Russia’s efforts to sow discord in NATO mirror its attempts to divide the European Union. In eastern Europe, Russia funds anti-EU political parties and uses its Russian-language television channels to support them. A Russian bank has provided loans to France’s anti-immigrant National Front; Russian groups supported French conservatives’ campaign against legalising gay marriage. In Germany, Russian propagandists cooked up a media frenzy over a bogus sexual assault to foment discord over Muslim immigration. In 2015 Russia even hosted a “separatists’ convention” in Moscow, attended by secessionists from Northern Ireland and Catalonia (and Hawaii). The goal is to render the West too divided to respond to Russian aggression, as it did by imposing sanctions over Ukraine.

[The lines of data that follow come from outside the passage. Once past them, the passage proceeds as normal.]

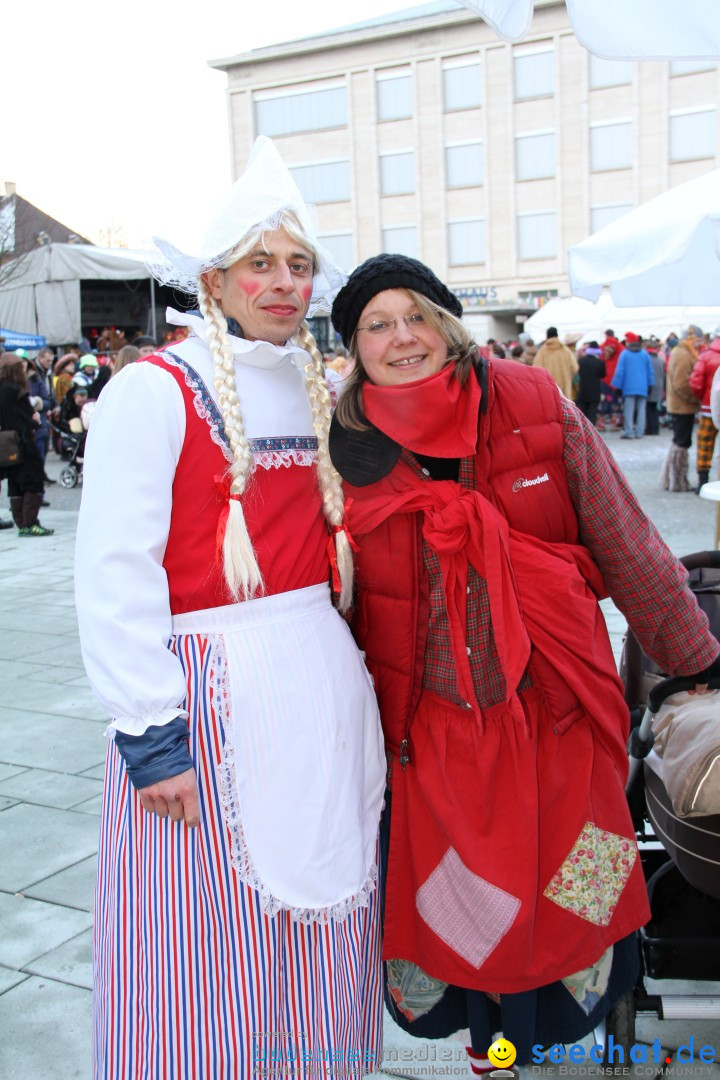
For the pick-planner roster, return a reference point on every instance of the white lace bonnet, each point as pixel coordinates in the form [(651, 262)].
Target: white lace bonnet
[(255, 201)]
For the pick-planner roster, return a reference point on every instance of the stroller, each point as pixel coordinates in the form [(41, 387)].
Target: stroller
[(680, 855), (72, 445)]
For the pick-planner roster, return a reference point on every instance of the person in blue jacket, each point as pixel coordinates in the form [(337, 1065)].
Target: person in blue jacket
[(634, 377)]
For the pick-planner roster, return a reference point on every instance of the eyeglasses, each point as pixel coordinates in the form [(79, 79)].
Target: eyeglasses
[(385, 327)]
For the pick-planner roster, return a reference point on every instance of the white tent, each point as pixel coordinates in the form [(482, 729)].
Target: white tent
[(41, 289), (575, 315), (615, 29), (663, 252)]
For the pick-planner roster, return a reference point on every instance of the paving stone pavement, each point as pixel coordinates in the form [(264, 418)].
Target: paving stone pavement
[(51, 768)]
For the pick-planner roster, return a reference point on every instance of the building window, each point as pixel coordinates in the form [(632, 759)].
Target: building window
[(340, 247), (324, 181), (462, 85), (537, 235), (397, 173), (401, 240), (534, 156), (693, 135), (606, 214), (534, 73), (610, 72), (464, 165), (308, 111), (394, 95), (611, 146), (689, 67), (465, 242)]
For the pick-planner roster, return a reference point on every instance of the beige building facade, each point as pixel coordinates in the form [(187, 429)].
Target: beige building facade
[(423, 133)]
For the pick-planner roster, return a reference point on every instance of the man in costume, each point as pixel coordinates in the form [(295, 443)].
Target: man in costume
[(236, 914)]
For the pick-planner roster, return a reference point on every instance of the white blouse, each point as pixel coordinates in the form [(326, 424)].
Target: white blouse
[(131, 456)]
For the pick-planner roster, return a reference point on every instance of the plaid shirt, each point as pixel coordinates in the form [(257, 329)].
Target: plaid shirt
[(643, 578)]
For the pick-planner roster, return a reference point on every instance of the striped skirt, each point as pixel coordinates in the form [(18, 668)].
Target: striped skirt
[(192, 979)]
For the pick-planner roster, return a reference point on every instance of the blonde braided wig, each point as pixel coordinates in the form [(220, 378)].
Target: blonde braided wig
[(240, 563)]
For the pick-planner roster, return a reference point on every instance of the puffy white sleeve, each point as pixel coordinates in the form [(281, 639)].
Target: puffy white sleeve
[(121, 586), (715, 399)]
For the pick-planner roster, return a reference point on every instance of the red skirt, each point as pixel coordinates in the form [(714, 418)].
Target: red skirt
[(512, 861)]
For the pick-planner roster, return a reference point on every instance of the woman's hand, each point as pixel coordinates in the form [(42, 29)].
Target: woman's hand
[(176, 798)]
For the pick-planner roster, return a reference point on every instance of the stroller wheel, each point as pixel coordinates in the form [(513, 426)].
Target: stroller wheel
[(620, 1024), (69, 476)]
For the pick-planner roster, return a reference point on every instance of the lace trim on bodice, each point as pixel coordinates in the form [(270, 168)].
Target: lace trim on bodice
[(276, 453)]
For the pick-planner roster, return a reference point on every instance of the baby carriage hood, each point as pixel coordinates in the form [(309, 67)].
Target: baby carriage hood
[(688, 740)]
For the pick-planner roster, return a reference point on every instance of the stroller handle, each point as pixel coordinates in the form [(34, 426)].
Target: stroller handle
[(675, 685), (701, 559)]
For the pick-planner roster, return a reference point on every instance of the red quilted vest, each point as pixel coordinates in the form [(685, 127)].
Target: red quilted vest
[(519, 469)]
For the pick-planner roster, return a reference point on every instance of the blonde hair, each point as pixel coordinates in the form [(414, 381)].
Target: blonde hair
[(240, 563), (457, 336)]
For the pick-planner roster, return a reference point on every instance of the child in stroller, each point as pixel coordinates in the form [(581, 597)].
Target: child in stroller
[(680, 848), (72, 434)]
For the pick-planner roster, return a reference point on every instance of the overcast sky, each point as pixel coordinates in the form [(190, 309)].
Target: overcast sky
[(110, 115)]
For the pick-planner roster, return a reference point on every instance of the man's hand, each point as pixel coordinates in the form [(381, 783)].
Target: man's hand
[(176, 798)]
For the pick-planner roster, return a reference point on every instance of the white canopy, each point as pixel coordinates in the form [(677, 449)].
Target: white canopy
[(615, 29), (574, 315), (667, 251), (41, 289)]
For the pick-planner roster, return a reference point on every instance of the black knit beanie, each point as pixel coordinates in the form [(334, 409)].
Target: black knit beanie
[(382, 272)]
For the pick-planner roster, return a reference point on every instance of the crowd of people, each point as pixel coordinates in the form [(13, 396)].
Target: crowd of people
[(50, 401), (629, 385), (363, 702)]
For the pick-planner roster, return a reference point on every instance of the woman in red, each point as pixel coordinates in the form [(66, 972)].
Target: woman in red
[(489, 520)]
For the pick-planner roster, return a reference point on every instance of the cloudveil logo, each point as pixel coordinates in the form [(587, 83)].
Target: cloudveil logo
[(520, 482)]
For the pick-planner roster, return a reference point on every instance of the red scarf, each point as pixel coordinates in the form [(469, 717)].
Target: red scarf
[(434, 416), (540, 593)]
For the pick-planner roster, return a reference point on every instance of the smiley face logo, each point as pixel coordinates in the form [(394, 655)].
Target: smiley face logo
[(502, 1053)]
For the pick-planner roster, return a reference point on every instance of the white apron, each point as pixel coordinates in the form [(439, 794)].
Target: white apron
[(303, 766)]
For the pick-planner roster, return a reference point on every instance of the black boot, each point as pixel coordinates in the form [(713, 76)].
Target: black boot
[(703, 477), (31, 503), (16, 510)]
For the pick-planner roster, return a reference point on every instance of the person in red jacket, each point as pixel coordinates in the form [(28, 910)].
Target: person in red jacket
[(488, 517), (701, 381)]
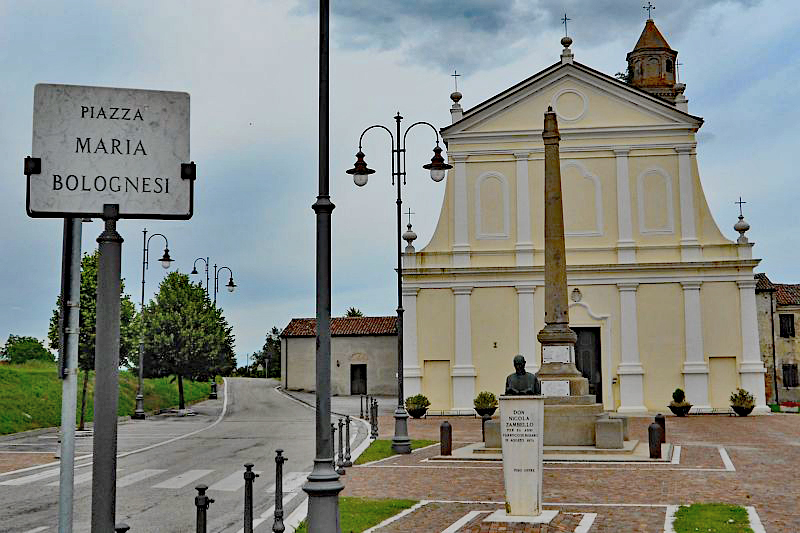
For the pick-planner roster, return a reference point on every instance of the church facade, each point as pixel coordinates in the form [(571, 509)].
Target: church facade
[(659, 298)]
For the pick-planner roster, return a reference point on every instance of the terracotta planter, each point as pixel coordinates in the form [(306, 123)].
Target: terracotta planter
[(680, 410), (417, 412)]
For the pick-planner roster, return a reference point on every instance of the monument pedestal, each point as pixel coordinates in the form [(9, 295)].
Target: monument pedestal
[(521, 429)]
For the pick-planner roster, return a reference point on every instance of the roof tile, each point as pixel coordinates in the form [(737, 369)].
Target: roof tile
[(343, 326)]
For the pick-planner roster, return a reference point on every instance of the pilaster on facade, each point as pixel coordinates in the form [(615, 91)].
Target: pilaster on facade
[(695, 367), (412, 373), (751, 368), (630, 370), (461, 248), (524, 244), (626, 247), (463, 371), (527, 336), (690, 247)]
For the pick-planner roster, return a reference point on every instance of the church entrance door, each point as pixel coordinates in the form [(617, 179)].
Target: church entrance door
[(358, 379), (588, 360)]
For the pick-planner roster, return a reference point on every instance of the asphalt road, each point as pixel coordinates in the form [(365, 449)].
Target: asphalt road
[(155, 487)]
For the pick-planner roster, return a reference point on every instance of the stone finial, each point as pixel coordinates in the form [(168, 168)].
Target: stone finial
[(742, 226), (566, 54)]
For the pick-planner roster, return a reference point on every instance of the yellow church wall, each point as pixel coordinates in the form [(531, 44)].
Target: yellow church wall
[(494, 183), (494, 316), (435, 325), (721, 322), (578, 105), (661, 341)]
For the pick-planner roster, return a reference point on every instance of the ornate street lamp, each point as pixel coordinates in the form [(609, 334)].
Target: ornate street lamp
[(360, 172), (165, 261)]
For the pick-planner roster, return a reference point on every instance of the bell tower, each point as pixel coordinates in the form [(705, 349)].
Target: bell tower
[(652, 65)]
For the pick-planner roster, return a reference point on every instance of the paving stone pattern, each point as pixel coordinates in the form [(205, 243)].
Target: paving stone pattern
[(765, 451)]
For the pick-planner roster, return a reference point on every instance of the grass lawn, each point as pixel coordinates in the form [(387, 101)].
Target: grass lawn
[(359, 514), (712, 518), (30, 395), (381, 449)]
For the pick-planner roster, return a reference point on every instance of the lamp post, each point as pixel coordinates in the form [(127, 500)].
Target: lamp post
[(360, 172), (230, 285), (165, 260), (194, 269)]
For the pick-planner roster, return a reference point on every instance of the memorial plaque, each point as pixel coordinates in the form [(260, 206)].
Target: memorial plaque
[(557, 354), (521, 429), (555, 388), (102, 145)]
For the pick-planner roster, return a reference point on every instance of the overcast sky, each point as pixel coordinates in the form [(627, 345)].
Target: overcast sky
[(251, 69)]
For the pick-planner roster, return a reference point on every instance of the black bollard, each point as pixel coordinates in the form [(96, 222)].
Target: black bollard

America and the EU struggle to cope with these tactics. But one might have hoped that the IOC, of all international bodies, would respond firmly to Russian rule-breaking. Sport is nothing without rules; permitting cheating risks destroying the whole enterprise. Yet even in the face of a state-run doping programme affecting hundreds of athletes, the IOC would not ban the Russians entirely, but instead kicked the issue down to the governing bodies of individual sports. Russia trumpeted this as proof that the doping was a matter of a few bad apples and the investigation an American-led witch-hunt.
Western governments and voters may not be able to stop Russia from hacking politicians’ servers, spreading disinformation or assigning intelligence officers to unscrew the lids on urine samples. But they can stop Russia from pitting them against each other. Mr Putin is exploiting Western democracies’ divisions for his own ends. They should not let him.